Interleukin-18 (IL18) is a proinflammatory cytokine that modulates both innate and adaptive immune responses. After processing of the inactive precursor within monocytes and macrophages, mature IL18 can promote the expansion, survival, and cytotoxicity of T and NK cells expressing its receptor subunits IL-18Rα (IL18R1) and IL18Rβ (IL18RAP). Preclinical studies with recombinant IL18 have demonstrated anti-tumor activity in animal models, including impressive synergy with both immune checkpoint inhibitors and CAR-T therapy. However, clinical development exhibited poor pharmacokinetics and an overall lack of efficacy despite heavy dosing. IL18 participates in a negative feedback loop with a very high affinity natural inhibitor, IL18 binding protein (IL18BP), whose expression is induced by IFNγ. As IL18BP upregulation was observed in early phase clinical trials, it likely limited the efficacy of recombinant IL18. Here, we have engineered next generation IL18 cytokines that aim to improve on the poor PK of WT and contend with IL18BP induction.

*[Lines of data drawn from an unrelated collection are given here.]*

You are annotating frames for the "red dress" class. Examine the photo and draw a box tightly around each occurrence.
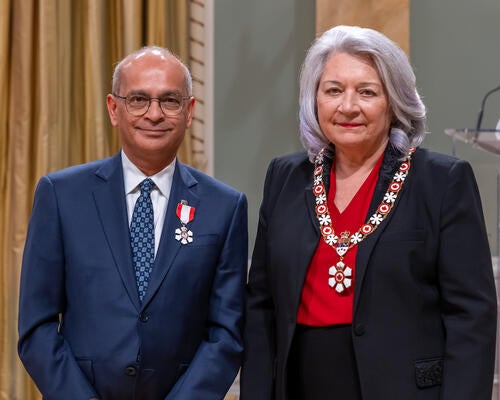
[297,155,383,326]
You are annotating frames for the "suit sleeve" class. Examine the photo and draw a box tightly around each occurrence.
[438,161,497,400]
[240,161,280,400]
[18,177,97,400]
[166,194,248,400]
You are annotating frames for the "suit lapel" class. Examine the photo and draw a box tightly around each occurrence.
[143,161,200,308]
[94,153,140,310]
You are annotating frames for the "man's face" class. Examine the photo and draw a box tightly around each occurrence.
[107,52,194,169]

Prior work at Xencor demonstrated that reduced-potency IL15/IL15Rα-Fc fusion proteins exhibited superior pharmacokinetics, pharmacodynamics, and safety in non-human primates through reduction of receptor-mediated clearance. Following that principle, we generated monovalent IL18-Fc fusions upon our XmAb® heterodimeric Fc platform and introduced substitutions that could modulate IL18 stability, affinity toward the IL18 heterodimeric receptor, and affinity toward IL18BP. Initially, IL18-Fc was difficult to produce but yields improved to typical bispecific antibody levels after stabilization. An engineered disulfide bridge increased the WT thermal denaturation temperature from 45 °C to 65 °C, and demonstrated a significant improvement in serum clearance in mouse PK experiments. Variants at IL18 positions along the receptor and IL18BP interfaces were explored in vitro by measuring PD-L1 induction on KG-1 cells, with and without a high concentration of IL18BP. Recombining a select number of hits generated a potency series with variants exhibiting over a 2,000-fold reduction in PD-L1 induction potency as compared to WT IL18-Fc. Importantly, we identified variants that no longer detectably bound IL18BP, relieving natural inhibition of our engineered IL18-Fc. In vivo immune-mediated inflammation was explored in human PBMC engrafted mouse models of graft versus host disease (GvHD). We observed potency-dependent exacerbation of GvHD, with corresponding dramatic increases in the numbers and activation of T and NK cells as compared to a human PBMC only control. Analysis of serum from the study revealed up to 100-fold increases in IFNγ levels. Our engineered, reduced-potency IL18-Fc cytokines demonstrate robust inflammation activity in vivo, improved pharmacokinetics in mice, and insensitivity to IL18BP inhibition.

Citation Format: Alex Nisthal, Sung-Hyung Lee, Christine Bonzon, Ruschelle Love, Kendra N. Avery, Rumana Rashid, Panida Lertkiatmongkol, Nicole Rodriguez, Hanh Nguyen, Araz Eivazi, Sher Karki, Norm Barlow, Seung Y. Chu, Greg L. Moore, John R. Desjarlais. Engineered IL18 heterodimeric Fc-fusions featuring improved stability, reduced potency, and insensitivity to IL18BP [abstract]. In: Proceedings of the American Association for Cancer Research Annual Meeting 2022; 2022 Apr 8-13. Philadelphia (PA): AACR; Cancer Res 2022;82(12_Suppl):Abstract nr 3515.